Alas the bakehouse is doomed not to be quiet for long. The bright little red and blue striped figure of Mistress Esme from over the way bustles into view, carrying one of her linen-wrapped pie-tins, shepherding a pair of her delivery boys, each of whom is likewise burdened. Three pies! At once! A pie for every tin! And then she glances behind her to gather up another boy, whose task it is to bring up the rear with a shallow dish full of small pasties.

"Afternoon, Mistress Audra," she calls, and then as she takes in the sight of Audra in a gown almost as colourful as her own (but rather more attractive, and indubitably better-cut) her eyes widen. "Well, well. Your husband's as good as his word, then, dearie? It looks splendid on you," she declares, looking over the younger woman with every evidence of pleasure, "and well-earned too I daresay… Put it down there," she says hastily to the boy with the pasties, pointing, because he is quite a small boy and the weight of so much good food looks as though it might become too much for him. "There, and the rest — yes, that's it. Now run along, eh? I'll not need you again today."

"Hello," Audra replies cheerfully. "Isn't it grand?" She rounds the counter and does a little twirl of the fine linens. "We took in more than we expected - and I daresay the lads of yours can vouchsafe the last minute 'Dear Gods we need more mutton!' orders I sent over." She pauses to look at the tins. "And what have you here today?"

Esme watches the boys run off, two in one direction in search of trouble and the third more sedately home to his mam; then looks quickly back to Audra, admiring her twirl. "Aye, that's very fine with your eyes… I've never seen my mutton go toward somethin' prettier," she assures her neighbour. "Your first Dolphin Festival," she marvels, giving her head a little shake. "I feel almost as though it was mine too, I saw so much more of it than I'd done before!
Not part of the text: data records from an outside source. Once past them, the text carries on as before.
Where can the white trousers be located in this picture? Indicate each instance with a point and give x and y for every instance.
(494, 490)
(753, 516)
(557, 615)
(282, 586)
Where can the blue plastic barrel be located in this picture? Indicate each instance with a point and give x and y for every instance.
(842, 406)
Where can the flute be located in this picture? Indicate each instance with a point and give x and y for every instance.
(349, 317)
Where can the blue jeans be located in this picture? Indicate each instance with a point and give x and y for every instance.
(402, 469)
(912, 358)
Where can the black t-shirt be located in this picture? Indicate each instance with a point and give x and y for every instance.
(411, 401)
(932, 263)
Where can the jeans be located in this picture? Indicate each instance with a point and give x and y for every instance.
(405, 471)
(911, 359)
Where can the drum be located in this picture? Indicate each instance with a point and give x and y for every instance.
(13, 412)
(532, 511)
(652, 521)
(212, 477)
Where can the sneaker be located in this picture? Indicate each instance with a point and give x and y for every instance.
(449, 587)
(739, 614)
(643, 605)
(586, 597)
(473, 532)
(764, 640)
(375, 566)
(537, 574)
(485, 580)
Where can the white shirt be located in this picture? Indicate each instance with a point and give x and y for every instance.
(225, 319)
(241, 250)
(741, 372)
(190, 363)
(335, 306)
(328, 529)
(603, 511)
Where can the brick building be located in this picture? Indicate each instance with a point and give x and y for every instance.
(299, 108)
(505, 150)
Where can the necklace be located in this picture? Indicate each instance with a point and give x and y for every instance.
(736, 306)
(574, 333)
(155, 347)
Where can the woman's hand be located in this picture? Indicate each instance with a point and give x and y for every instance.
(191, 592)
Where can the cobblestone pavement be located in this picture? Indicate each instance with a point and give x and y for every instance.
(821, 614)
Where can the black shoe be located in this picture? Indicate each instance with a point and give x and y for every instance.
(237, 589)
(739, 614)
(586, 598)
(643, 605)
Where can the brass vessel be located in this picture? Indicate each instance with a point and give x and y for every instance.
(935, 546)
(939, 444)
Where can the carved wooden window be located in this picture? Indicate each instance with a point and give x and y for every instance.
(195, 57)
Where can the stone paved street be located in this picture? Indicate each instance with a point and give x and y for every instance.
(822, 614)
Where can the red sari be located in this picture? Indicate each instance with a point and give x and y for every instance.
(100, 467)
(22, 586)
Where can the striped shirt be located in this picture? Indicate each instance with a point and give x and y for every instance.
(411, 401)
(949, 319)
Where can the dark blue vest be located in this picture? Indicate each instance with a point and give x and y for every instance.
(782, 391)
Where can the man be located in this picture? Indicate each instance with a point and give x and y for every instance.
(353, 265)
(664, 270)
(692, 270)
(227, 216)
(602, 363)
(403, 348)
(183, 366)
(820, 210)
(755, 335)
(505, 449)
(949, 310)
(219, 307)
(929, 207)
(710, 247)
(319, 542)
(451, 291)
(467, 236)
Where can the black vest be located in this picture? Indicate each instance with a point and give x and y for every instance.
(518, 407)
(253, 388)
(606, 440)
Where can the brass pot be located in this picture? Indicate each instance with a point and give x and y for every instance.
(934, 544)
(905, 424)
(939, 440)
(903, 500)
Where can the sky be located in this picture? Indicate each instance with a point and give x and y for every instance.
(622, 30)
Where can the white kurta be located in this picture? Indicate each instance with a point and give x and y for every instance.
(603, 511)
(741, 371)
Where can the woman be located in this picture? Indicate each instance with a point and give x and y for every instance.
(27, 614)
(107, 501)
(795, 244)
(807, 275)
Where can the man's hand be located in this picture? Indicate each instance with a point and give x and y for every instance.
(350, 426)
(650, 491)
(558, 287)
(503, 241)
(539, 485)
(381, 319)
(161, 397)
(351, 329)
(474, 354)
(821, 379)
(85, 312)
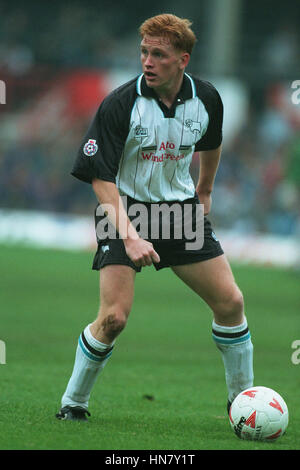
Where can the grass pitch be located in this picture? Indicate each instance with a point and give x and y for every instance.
(164, 387)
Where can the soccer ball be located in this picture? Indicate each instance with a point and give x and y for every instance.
(259, 414)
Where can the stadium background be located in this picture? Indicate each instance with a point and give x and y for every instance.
(58, 60)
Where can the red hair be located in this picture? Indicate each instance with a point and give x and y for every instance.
(177, 30)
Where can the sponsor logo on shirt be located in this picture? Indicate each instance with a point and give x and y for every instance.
(90, 148)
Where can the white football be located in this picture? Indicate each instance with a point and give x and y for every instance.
(259, 414)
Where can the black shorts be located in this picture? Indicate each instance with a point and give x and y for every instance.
(172, 252)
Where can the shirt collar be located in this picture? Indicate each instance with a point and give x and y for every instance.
(186, 92)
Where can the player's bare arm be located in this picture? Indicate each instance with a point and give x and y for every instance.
(209, 162)
(140, 251)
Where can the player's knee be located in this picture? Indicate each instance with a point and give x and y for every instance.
(231, 308)
(114, 322)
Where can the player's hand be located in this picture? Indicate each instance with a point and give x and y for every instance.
(141, 252)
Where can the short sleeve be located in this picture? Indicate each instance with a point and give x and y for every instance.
(212, 139)
(101, 149)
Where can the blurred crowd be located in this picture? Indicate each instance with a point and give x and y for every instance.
(258, 183)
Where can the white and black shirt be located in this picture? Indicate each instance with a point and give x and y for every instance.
(146, 148)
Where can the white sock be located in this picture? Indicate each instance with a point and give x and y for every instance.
(91, 357)
(236, 348)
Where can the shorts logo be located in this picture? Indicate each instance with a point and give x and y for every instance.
(90, 148)
(214, 236)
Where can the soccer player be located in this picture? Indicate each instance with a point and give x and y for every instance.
(138, 149)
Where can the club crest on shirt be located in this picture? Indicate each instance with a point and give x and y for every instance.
(194, 126)
(140, 131)
(90, 148)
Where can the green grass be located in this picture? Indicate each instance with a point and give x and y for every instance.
(166, 351)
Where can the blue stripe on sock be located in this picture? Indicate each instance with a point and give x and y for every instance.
(90, 355)
(241, 339)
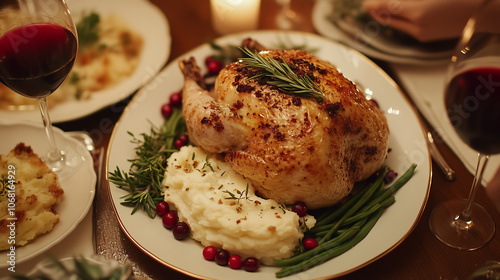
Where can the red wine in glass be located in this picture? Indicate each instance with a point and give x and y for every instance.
(36, 58)
(38, 47)
(472, 100)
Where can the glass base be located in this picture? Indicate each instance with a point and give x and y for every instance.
(466, 235)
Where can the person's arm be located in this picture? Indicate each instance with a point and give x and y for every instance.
(426, 20)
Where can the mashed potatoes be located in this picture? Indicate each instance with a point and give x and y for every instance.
(37, 191)
(222, 209)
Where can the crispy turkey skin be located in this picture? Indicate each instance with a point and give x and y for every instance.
(291, 148)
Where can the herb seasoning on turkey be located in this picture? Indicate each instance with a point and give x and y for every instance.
(290, 146)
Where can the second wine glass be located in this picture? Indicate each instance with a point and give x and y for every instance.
(38, 46)
(472, 100)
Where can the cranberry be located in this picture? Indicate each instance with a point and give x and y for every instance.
(176, 99)
(390, 176)
(162, 208)
(251, 264)
(310, 243)
(166, 110)
(180, 230)
(181, 142)
(300, 208)
(222, 257)
(213, 65)
(374, 102)
(235, 261)
(170, 219)
(209, 253)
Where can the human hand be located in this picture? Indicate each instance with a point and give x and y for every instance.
(493, 189)
(425, 20)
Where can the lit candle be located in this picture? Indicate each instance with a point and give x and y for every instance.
(230, 16)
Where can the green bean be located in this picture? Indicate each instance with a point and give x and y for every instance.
(360, 215)
(364, 198)
(336, 213)
(332, 243)
(401, 181)
(329, 254)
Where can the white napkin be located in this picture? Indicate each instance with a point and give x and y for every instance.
(425, 85)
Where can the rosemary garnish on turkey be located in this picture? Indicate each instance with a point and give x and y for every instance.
(282, 76)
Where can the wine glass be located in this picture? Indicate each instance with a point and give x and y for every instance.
(472, 100)
(38, 46)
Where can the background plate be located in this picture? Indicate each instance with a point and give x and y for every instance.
(141, 16)
(79, 188)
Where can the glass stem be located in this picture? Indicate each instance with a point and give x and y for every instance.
(54, 156)
(478, 177)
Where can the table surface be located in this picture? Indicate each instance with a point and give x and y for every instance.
(419, 256)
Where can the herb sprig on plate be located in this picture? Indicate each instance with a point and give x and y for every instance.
(282, 76)
(144, 179)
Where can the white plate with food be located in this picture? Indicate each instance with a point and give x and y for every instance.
(374, 39)
(79, 186)
(105, 75)
(407, 146)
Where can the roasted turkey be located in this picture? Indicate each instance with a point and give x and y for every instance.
(291, 148)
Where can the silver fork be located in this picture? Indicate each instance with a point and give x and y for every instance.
(106, 233)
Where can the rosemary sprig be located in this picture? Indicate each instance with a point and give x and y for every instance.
(282, 76)
(144, 179)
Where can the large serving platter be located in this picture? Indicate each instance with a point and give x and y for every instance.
(145, 19)
(78, 183)
(406, 141)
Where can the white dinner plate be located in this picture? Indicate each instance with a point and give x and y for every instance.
(406, 141)
(145, 19)
(79, 188)
(367, 40)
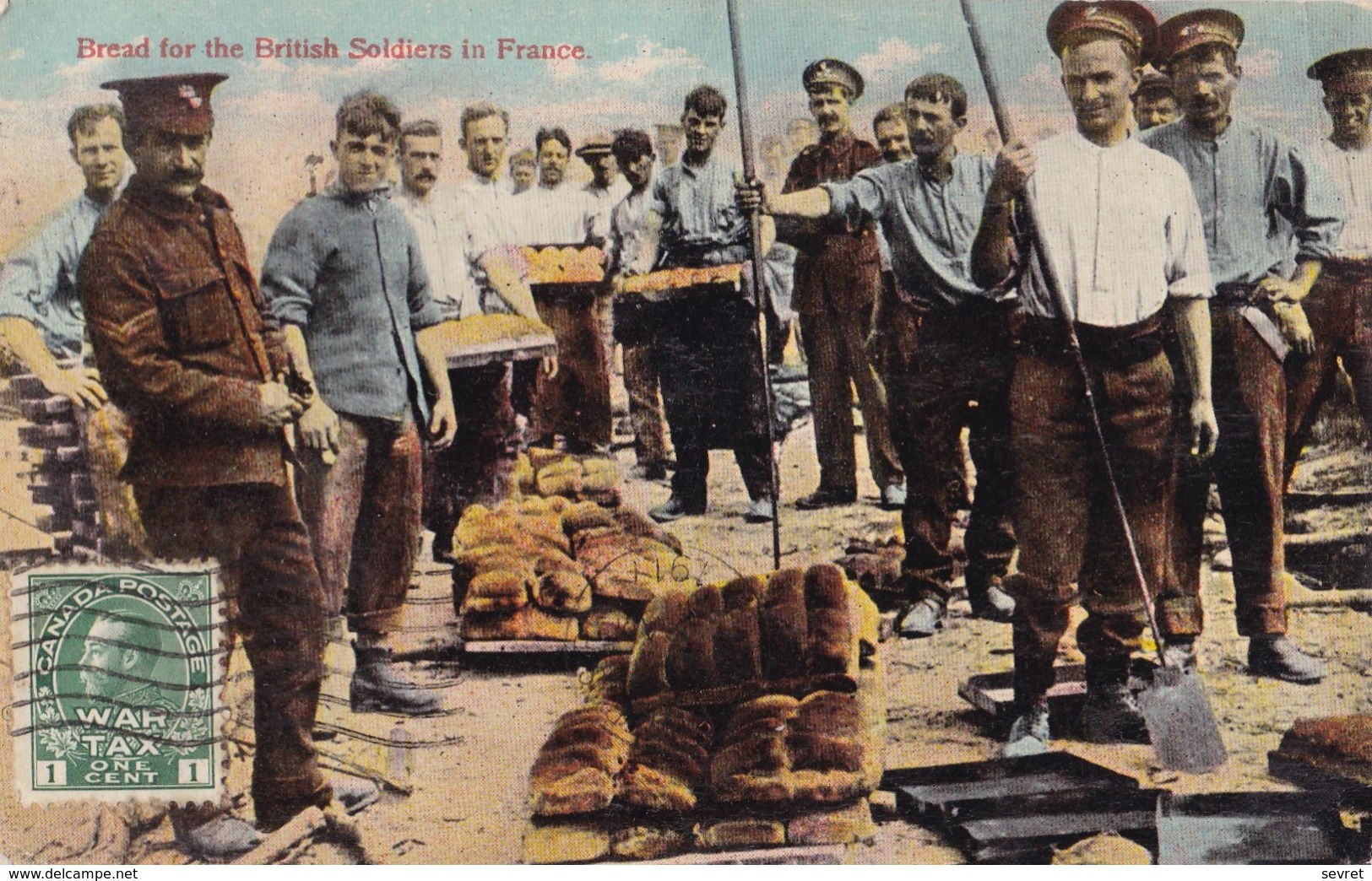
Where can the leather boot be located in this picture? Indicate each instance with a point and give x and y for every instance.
(988, 597)
(1029, 733)
(1112, 714)
(1273, 655)
(380, 686)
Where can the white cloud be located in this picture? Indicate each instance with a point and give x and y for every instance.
(1043, 77)
(649, 58)
(895, 58)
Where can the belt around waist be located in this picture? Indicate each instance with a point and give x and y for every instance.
(1124, 344)
(1346, 269)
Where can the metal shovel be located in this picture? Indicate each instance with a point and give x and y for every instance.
(1174, 707)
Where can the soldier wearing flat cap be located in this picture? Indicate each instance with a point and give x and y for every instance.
(1123, 232)
(607, 186)
(186, 344)
(838, 278)
(1339, 306)
(1244, 177)
(1154, 102)
(941, 346)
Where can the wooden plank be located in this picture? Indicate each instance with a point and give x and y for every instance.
(545, 646)
(515, 349)
(794, 855)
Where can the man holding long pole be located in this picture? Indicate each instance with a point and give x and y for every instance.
(1120, 232)
(1245, 179)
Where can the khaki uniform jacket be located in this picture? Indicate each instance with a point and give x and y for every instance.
(182, 339)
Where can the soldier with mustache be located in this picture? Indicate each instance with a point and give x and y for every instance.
(186, 346)
(838, 275)
(1245, 177)
(940, 342)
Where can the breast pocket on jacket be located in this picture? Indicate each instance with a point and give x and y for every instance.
(197, 313)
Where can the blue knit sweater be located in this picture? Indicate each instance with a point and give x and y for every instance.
(346, 269)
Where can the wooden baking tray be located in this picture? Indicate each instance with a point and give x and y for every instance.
(502, 350)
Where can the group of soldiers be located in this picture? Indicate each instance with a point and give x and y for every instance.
(1216, 275)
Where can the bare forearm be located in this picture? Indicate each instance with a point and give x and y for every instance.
(508, 284)
(26, 343)
(1192, 322)
(808, 203)
(434, 359)
(296, 352)
(994, 249)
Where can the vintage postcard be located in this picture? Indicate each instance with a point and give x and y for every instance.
(713, 433)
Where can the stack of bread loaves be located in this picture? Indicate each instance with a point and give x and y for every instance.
(550, 569)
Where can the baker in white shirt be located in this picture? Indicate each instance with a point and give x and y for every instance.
(575, 401)
(454, 230)
(607, 186)
(1339, 306)
(555, 212)
(1124, 235)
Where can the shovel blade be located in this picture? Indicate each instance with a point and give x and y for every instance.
(1180, 722)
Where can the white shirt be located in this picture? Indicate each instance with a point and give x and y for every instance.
(1352, 170)
(491, 221)
(441, 231)
(559, 216)
(603, 201)
(1123, 228)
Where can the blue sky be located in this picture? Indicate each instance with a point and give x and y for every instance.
(643, 55)
(643, 58)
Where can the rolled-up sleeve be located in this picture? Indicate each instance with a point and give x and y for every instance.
(1189, 262)
(424, 311)
(290, 272)
(1310, 199)
(29, 278)
(860, 199)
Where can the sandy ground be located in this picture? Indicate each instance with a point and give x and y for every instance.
(468, 767)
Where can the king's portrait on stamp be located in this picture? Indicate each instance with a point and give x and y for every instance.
(707, 433)
(120, 677)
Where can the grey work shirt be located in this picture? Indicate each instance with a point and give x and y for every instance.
(39, 284)
(346, 269)
(928, 225)
(700, 217)
(1247, 181)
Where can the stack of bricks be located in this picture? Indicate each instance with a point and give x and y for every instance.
(61, 482)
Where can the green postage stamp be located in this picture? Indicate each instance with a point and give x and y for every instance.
(117, 685)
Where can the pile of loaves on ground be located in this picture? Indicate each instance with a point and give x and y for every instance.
(548, 473)
(552, 569)
(757, 692)
(564, 265)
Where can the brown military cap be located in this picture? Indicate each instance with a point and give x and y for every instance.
(176, 103)
(1200, 28)
(596, 144)
(1121, 18)
(1349, 72)
(829, 72)
(1156, 83)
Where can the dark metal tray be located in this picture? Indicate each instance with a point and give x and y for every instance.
(1249, 828)
(937, 793)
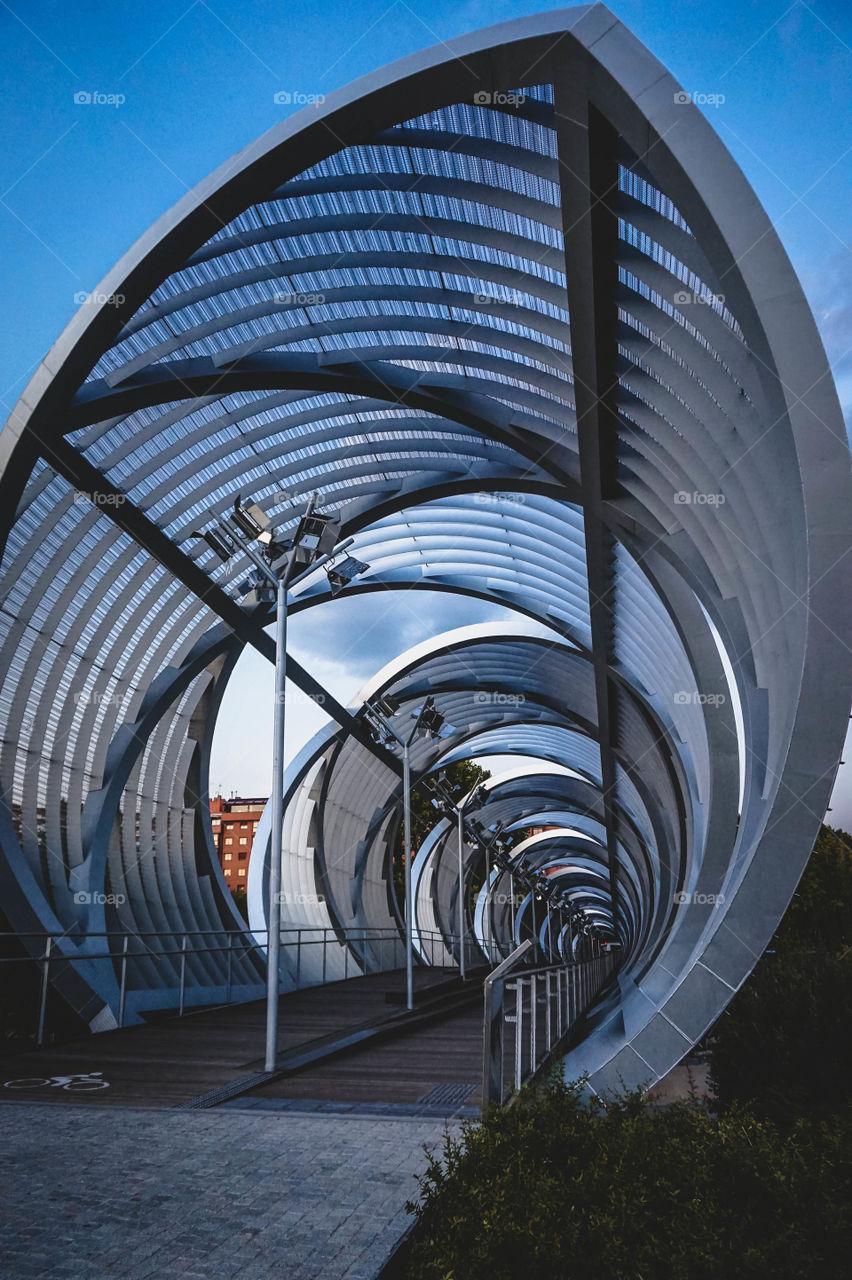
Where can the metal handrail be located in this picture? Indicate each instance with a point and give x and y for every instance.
(294, 940)
(494, 997)
(566, 992)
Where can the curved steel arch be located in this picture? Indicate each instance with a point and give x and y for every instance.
(572, 296)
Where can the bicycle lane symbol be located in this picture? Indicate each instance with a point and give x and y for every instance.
(81, 1082)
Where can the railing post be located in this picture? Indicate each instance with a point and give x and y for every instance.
(518, 1033)
(45, 981)
(183, 972)
(494, 1019)
(123, 979)
(534, 1022)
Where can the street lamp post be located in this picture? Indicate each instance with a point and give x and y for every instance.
(278, 566)
(430, 722)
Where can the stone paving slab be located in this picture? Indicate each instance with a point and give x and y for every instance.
(122, 1193)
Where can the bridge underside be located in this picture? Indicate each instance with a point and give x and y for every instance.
(511, 309)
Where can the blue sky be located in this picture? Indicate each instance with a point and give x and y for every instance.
(82, 182)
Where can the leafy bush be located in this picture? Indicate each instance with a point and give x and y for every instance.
(782, 1045)
(558, 1189)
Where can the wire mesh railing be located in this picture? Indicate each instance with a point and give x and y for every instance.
(181, 970)
(530, 1011)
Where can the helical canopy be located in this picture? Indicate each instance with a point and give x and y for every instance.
(512, 311)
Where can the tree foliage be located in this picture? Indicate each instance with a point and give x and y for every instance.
(783, 1043)
(554, 1188)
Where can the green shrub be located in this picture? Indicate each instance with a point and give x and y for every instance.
(782, 1046)
(558, 1189)
(783, 1043)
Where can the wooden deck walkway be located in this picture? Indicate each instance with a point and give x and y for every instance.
(170, 1061)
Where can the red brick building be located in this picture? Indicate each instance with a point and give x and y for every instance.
(234, 823)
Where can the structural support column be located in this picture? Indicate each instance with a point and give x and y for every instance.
(587, 154)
And ate plenty of your dolphin bread, too," she chuckles, "more'n I should've done, I daresay, but at my time of life the last thing I worry about is my figure."

Audra has to groan at the mention of bread. "I tied my fingers into knots shaping those, but they sell insanely well." She wriggles her fingers and sighs. "I'm glad it's over, but it was remarkably fun. I never got to play with it from this side of things; actually -enjoy- myself even if it was a ton of work." She pauses and says, "I heard you had an interesting time at the tourney?"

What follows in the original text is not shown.